Indications for an Artificial Airway

Four traditional indications for an artificial airway are to: (1) provide ventilatory support, (2) aid in the removal of secretions, (3) bypass upper airway obstruction, and (4) prevent aspiration. Each of these is a relative indication. For example, ventilatory support and airway clearance can be provided noninvasively. Massive aspiration can be minimized by use of an artificial airway, although microaspiration commonly occurs in the presence of a cuffed artificial airway.
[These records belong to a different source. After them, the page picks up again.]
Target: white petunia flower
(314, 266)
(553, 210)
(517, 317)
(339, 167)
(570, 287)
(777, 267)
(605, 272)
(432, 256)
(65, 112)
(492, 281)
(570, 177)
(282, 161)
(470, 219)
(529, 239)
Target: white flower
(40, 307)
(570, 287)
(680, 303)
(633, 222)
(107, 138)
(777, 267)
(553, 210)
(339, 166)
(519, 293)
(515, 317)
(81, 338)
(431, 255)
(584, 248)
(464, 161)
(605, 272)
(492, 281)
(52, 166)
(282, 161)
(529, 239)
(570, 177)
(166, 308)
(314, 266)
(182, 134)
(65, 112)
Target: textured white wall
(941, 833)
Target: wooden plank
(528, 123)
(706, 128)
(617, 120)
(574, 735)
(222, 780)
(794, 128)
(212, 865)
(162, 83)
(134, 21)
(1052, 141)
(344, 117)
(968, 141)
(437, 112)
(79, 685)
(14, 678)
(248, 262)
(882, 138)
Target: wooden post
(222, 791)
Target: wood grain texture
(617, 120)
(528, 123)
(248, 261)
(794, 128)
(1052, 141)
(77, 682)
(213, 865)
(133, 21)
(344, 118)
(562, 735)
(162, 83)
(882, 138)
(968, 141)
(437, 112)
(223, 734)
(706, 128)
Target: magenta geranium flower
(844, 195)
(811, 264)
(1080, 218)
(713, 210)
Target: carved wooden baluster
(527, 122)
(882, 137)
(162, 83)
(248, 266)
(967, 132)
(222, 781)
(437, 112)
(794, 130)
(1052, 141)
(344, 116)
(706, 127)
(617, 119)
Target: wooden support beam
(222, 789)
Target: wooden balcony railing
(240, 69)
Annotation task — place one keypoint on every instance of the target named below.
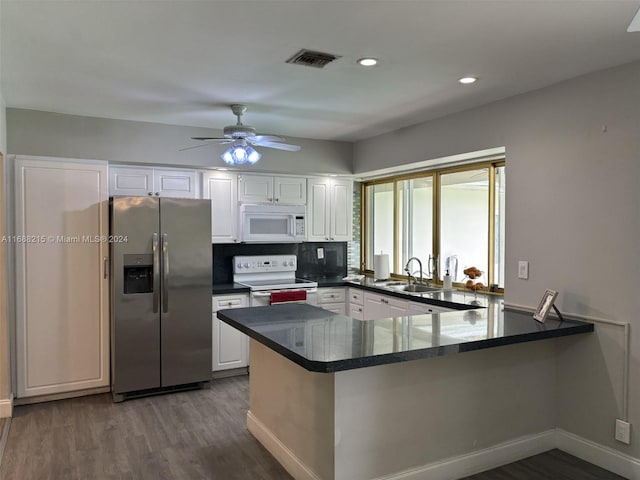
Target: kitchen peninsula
(335, 398)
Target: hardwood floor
(180, 436)
(183, 436)
(551, 465)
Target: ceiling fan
(242, 137)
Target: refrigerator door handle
(156, 271)
(165, 273)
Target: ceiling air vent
(309, 58)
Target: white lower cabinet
(355, 304)
(332, 299)
(230, 347)
(62, 288)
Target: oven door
(262, 298)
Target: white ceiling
(183, 62)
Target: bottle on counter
(447, 281)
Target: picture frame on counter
(545, 305)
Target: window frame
(366, 244)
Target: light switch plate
(623, 431)
(523, 270)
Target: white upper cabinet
(161, 182)
(329, 212)
(256, 188)
(220, 187)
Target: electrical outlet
(623, 431)
(523, 270)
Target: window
(415, 212)
(450, 219)
(464, 222)
(379, 229)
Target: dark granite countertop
(321, 341)
(225, 288)
(456, 299)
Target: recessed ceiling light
(467, 80)
(368, 61)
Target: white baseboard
(474, 462)
(617, 462)
(292, 464)
(480, 460)
(6, 408)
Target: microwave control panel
(264, 263)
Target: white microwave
(272, 223)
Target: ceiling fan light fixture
(468, 80)
(368, 61)
(240, 154)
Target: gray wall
(573, 211)
(32, 132)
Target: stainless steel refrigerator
(161, 271)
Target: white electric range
(266, 274)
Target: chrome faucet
(409, 275)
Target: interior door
(186, 290)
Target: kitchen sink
(419, 289)
(390, 284)
(404, 287)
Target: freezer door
(135, 317)
(186, 290)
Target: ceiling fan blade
(213, 139)
(196, 146)
(265, 138)
(279, 146)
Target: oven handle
(268, 293)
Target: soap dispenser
(447, 281)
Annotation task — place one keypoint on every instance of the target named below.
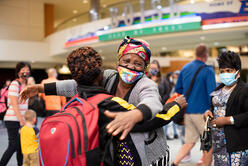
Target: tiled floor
(174, 147)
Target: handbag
(206, 137)
(156, 149)
(180, 117)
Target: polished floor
(174, 147)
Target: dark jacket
(237, 106)
(116, 104)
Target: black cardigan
(237, 106)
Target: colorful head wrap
(136, 46)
Orotracheal Versus Nasotracheal Intubation

Potential advantages of nasotracheal intubation include greater tolerance in the patient who is awake, easier oral hygiene, ease of intubation in the patient with cervical spine injury, and decreased likelihood of self-extubation. However, the disadvantages of nasal intubation outweigh these advantages. Because nasotracheal intubation requires a narrower and longer tube, it increases airway resistance, makes suctioning and bronchoscopy more difficult, and increases the likelihood of sinusitis and otitis media. Accordingly, oral intubation is usually recommended, and the oral route is used in most intubated patients.

Complications of Airways

Hypoxemia can occur at the time of intubation. NIV and high-flow nasal cannula (HFNC) are used increasingly during the intubation procedure. NIV can be provided prior to intubation and HFNC can be provided during the procedure. A practical limitation of this approach is the availability of equipment for NIV and HFNC at the time of emergent intubation.
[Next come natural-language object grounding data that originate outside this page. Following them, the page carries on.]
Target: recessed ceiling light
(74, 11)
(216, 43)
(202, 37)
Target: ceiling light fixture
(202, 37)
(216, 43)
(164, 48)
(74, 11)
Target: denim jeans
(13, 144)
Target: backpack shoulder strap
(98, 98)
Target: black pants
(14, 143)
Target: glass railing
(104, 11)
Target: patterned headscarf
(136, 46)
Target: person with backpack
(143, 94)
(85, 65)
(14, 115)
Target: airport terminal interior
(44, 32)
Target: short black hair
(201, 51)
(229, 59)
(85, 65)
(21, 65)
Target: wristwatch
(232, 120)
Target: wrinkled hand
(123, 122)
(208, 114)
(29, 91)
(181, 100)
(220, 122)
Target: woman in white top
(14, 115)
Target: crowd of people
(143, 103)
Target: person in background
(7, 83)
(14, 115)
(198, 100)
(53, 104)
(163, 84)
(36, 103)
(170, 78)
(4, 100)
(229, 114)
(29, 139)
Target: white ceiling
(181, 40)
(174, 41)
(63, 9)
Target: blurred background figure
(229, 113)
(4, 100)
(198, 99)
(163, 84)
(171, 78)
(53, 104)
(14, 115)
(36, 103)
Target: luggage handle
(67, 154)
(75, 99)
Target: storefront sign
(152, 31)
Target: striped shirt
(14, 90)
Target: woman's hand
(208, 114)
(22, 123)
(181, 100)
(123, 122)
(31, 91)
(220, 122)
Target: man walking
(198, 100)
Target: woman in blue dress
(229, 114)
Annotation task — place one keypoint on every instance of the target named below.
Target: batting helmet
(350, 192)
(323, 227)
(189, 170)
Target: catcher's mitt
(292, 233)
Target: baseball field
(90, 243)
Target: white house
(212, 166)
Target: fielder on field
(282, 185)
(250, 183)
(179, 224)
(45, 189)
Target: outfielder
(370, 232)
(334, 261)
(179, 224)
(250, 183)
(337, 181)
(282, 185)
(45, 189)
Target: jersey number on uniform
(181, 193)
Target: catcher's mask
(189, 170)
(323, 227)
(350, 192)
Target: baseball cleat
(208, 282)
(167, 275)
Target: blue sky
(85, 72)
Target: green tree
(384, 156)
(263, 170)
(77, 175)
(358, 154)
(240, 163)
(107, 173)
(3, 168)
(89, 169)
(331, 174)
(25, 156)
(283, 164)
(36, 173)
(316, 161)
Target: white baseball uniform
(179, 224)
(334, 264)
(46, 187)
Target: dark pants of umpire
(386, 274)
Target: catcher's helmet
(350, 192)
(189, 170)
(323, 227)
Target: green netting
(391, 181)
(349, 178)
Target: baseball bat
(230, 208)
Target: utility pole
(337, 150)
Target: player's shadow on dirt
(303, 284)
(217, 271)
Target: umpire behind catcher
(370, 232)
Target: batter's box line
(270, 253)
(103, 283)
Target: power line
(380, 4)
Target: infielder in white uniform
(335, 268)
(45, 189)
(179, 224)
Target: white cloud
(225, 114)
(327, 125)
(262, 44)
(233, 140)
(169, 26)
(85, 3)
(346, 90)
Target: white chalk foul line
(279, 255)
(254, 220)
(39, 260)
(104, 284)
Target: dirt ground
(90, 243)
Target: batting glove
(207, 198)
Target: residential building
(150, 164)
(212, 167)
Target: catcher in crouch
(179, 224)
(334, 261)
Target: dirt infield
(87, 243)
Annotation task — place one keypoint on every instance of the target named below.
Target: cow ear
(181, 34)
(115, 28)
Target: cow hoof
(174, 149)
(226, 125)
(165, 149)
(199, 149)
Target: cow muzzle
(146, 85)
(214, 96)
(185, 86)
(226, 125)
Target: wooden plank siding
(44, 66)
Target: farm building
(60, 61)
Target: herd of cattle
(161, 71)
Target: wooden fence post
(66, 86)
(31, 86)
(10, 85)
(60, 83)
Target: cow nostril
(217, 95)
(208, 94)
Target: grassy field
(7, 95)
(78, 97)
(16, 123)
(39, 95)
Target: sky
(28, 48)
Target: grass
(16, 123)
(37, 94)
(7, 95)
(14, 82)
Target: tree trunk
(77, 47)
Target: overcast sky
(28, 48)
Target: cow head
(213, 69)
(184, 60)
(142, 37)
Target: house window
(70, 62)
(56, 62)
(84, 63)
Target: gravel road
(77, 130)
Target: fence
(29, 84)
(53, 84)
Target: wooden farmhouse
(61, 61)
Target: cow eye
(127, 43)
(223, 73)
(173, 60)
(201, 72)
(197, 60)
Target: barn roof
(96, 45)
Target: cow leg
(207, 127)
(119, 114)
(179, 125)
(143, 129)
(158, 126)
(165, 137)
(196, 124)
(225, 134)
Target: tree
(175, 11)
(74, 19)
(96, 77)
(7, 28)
A life-threatening complication of airway management is misplacement of the tube (Table 35-1). Although many patients who experience an unplanned extubation do not require reintubation, there is significant morbidity and mortality associated with the need for reintubation. Efforts to avoid unplanned extubation include securing the tube (around-the-head techniques are preferred), physical and pharmacologic restraint when necessary, and vigilance of airway position when the patient or ventilator tubing is moved. Increasingly, commercially available tube securing systems are used as an alternative to taping methods. The endotracheal tube can be misplaced into the esophagus or mainstem bronchus (usually the right). Although this usually occurs at the time of intubation, it can occur after intubation. The tip of the endotracheal tube can move several centimeters as the result of flexion and extension of the neck—flexion moves the endotracheal tube tip caudad and extension moves it cephalad.